Rhetta abandoned the study of her hands, meeting Christy-Lynn’s gaze head-on. “No need for all that. My doctor’s no specialist, but he knows what’s what. Can’t erase fifty years of cigarettes, any more than you can erase any of my other mistakes. But there is something else you could do for me. For us.”
“What’s that?”
“Take us to the cemetery.”
Christy-Lynn blinked at her uneasily. “The cemetery?”
“Iris didn’t go when her mama was buried. No one did but me. Ray didn’t want his sister buried at his church. He paid to have her shipped home, and for the box and marker, but there wasn’t a funeral. I just buried her at the cemetery on the edge of town like he told me to. Hardly anyone goes there anymore.”
“And you want me to take you there now—with Iris?”
“It’s the dreams,” Rhetta said with a hitch in her voice. “They’re so hard on her. Started right after the accident—Honey calling her name.”
A cold prickle traced its way down Christy-Lynn’s spine. “She can . . . hear her?”
Rhetta nodded ruefully. “Claims to. Poor thing wakes up in a panic, and then she’s looking all over the house, trying to find her mama. I’ve tried explaining that she’s with the angels, but she doesn’t understand that—or that Honey’s never coming back. I thought if she saw the grave . . .”

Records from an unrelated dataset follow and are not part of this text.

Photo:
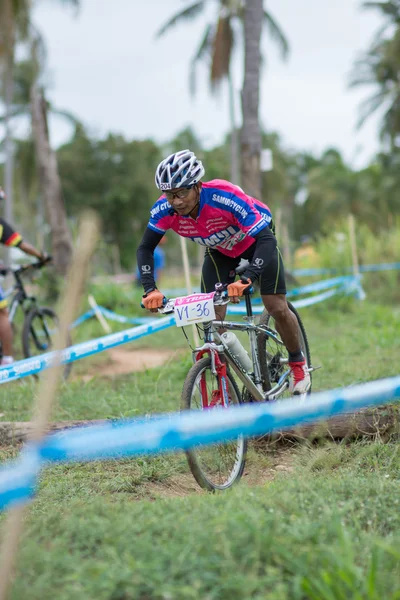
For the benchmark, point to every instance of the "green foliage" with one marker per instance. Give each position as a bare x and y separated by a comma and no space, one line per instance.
114,177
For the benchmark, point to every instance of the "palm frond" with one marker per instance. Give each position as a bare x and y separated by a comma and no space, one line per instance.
390,9
204,48
276,34
222,51
188,13
369,106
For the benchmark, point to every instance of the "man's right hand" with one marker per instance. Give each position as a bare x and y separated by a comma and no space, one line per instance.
153,300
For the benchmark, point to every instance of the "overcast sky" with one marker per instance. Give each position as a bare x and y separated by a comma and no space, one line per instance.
105,65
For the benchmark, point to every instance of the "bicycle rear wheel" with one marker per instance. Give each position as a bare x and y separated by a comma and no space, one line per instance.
216,466
273,355
40,326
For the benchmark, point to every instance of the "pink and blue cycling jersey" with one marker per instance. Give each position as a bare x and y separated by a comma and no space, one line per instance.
228,219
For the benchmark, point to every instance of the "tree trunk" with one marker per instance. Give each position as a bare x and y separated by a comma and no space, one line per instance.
235,175
251,133
380,422
50,184
8,82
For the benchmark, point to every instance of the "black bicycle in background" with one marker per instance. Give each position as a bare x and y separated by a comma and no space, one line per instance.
39,323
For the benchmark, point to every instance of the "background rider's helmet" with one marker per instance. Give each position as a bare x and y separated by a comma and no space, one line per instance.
181,169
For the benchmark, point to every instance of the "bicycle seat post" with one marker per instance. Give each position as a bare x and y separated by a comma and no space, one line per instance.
249,307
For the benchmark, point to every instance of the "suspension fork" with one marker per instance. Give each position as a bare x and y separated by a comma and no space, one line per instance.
220,396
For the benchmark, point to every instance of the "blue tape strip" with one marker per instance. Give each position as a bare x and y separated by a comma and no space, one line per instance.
184,430
31,366
363,269
352,285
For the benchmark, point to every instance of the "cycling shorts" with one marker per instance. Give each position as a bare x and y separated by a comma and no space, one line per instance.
218,267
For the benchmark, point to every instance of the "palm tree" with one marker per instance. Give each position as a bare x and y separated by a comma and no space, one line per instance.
16,25
216,47
251,132
14,19
380,67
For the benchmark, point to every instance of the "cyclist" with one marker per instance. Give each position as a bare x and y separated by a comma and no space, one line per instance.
231,225
9,237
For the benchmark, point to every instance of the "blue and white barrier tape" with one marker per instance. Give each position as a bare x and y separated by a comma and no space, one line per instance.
332,270
182,431
347,285
31,366
112,316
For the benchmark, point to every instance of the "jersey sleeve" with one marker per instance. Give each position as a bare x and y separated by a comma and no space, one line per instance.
160,216
8,236
250,214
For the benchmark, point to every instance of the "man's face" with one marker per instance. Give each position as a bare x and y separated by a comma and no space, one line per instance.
183,200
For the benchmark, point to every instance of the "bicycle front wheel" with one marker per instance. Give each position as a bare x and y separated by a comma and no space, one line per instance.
40,326
217,466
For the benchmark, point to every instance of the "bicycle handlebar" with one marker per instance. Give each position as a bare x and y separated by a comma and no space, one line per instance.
220,299
24,268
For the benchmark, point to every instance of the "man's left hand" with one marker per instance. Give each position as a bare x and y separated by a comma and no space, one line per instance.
236,290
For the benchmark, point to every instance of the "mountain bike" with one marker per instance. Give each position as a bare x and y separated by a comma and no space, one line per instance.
39,322
212,381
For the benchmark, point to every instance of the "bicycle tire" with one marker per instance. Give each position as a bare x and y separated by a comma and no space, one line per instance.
268,378
28,337
195,461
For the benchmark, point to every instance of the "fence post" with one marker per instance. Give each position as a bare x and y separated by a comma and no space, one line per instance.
353,245
14,523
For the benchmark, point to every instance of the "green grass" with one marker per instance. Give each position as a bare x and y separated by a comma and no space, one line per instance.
325,528
311,535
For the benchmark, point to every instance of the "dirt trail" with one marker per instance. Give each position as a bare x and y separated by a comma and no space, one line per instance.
256,473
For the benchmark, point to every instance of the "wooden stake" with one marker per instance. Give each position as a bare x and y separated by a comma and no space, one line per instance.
353,245
76,279
99,315
189,289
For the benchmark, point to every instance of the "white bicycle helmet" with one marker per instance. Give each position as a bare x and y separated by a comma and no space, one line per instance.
181,169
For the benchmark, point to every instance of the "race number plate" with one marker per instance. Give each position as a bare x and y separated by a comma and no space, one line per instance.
195,308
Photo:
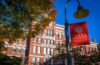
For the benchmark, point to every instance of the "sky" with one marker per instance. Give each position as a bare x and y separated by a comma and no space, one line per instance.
93,19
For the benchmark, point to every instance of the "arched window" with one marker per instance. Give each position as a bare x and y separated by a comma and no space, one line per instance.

Christy-Lynn’s loathing for Ray Rawlings ticked up a notch when she pulled through the sagging chain link gates and saw the sign for Green Meadows. It was a stunning misrepresentation of what lay before them. Perhaps there had been grass once, to make it green and meadowlike, but at the moment, it was nothing but a treeless patch of dun-colored ground studded with listing headstones and an assortment of dead leaves and blown trash. What kind of man would bury a dog in such a place, let alone a sister?
Rhetta pointed to the northeast corner of the cemetery. “She’s at the back, out of the way.”
Christy-Lynn followed the pocked ribbon of pavement until it ran out, then parked the Rover and went around to help Rhetta unfasten her seat belt and climb down. By the time her feet touched the ground she was wheezing openly, her lips faintly blue.